The media was not allowed in until the very end. It was an early opportunity to see both candidates stake out their ground in person.
Sacramento councilwoman Angelique Ashby and former state senate leader Darrell Steinberg spoke for more than an hour on everything from their breadth of experience, to their vision of Sacramento’s future and audience members said afterwards the two appeared to agree on more than what they disagreed on.
Ashby emphasized her youth and energy with a track record of delivering for her Natomas council district.
“I am, I always say, on fire for Sacramento.
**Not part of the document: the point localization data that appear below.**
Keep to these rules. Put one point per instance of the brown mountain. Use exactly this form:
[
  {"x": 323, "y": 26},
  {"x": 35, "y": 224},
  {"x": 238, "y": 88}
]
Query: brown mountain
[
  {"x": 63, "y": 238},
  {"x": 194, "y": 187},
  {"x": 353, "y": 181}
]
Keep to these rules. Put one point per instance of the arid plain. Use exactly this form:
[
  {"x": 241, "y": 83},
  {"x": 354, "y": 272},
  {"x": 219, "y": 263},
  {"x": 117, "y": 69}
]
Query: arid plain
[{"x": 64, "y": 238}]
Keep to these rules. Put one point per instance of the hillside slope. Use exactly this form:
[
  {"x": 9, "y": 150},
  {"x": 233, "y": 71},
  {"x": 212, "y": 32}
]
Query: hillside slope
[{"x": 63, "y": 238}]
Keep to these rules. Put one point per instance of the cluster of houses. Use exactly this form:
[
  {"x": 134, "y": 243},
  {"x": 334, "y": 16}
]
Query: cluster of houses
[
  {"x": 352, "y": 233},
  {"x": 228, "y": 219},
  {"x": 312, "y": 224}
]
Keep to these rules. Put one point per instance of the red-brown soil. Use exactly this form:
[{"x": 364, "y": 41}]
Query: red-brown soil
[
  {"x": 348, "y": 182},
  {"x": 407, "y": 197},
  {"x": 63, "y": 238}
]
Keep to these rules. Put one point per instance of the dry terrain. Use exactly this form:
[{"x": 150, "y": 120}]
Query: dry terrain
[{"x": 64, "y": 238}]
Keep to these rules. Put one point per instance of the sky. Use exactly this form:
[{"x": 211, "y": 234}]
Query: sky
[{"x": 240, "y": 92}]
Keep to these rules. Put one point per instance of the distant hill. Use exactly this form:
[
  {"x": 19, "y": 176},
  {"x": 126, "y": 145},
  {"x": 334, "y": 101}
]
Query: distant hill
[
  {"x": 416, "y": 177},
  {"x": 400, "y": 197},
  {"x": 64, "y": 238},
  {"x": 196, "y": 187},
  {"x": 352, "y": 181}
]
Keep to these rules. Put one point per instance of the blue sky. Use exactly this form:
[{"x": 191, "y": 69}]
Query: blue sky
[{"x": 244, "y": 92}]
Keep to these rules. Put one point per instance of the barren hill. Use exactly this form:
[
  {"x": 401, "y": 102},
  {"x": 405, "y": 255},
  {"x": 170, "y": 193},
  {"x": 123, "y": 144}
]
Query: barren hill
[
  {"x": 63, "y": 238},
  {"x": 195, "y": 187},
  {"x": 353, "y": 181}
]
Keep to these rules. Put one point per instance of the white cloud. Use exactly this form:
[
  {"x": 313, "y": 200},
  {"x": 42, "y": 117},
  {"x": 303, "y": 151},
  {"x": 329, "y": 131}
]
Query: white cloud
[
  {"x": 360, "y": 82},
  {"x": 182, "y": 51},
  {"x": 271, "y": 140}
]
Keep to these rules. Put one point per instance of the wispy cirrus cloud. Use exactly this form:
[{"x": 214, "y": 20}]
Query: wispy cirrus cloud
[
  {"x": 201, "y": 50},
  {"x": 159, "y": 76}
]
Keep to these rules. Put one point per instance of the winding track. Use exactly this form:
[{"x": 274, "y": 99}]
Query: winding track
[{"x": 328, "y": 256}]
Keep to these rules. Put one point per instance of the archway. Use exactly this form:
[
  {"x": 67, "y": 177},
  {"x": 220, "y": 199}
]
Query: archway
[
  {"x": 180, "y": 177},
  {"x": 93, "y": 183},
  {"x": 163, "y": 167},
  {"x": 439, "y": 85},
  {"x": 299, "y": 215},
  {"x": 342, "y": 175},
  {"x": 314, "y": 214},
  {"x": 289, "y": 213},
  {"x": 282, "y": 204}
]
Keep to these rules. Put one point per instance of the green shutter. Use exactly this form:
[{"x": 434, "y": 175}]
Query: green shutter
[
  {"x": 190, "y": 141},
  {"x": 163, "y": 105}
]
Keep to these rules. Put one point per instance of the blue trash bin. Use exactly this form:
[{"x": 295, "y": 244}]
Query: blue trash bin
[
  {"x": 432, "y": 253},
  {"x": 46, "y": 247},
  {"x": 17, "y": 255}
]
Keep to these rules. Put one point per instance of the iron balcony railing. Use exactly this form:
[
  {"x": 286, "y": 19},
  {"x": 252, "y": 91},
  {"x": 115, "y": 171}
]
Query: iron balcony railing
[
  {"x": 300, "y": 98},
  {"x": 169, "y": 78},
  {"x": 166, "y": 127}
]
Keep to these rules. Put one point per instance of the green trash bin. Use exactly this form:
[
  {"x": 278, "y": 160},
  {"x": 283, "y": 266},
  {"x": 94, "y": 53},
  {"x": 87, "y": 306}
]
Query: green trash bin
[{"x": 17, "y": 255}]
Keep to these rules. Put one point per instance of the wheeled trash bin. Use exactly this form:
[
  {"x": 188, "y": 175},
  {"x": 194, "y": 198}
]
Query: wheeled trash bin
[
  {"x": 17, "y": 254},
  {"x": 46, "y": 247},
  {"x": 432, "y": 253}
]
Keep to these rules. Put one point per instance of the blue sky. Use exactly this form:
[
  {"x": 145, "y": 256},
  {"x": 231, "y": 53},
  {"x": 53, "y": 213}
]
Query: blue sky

I have had tremendous results in my own district by reducing crime by 48 percent and improving business,” Ashby said afterwards.
Steinberg focused on his breadth of experience from city council to state Senate. “I’m running because I love my city. And I believe my experience, my reach and the fact that I’ve always delivered for Sacramento makes me the best choice,” Steinberg said.
Ashby said she saved her Natomas constituents money, while improving services. “I’ve been vice mayor and mayor pro tem for four years on the city council. No one in the history of the city, including my opponent, has ever done it two years consecutively,”Ashby said.
Steinberg complimented his rival but said his political, “reach” could provide for Sacramento.
“I think she’s been a very fine city counci lmember, but I’ve represented the entire city for 14 years. I was president of the senate and I always delivered for Sacramento,” Steinberg said after the discussion.
Many in the audience seeming pleased to have two strong candidates who were civil throughout. “I really like what both candidates had to say and I’m interested to see what happens next,” said businessman Zach Skeffington.
“I thought it was a terrific debate. They really got at substantive issues. They were nice to each other,” said businesswoman Sandy Smoley.
Even those who saw differences mostly seemed to want to wait and see.
“I think one is looking at it from the very ground up and another is looking at a very, very top down approach,” said businessman Makro Mlikotin. But when asked if he had a preference, he responded, “Well, I think the campaign is just started.”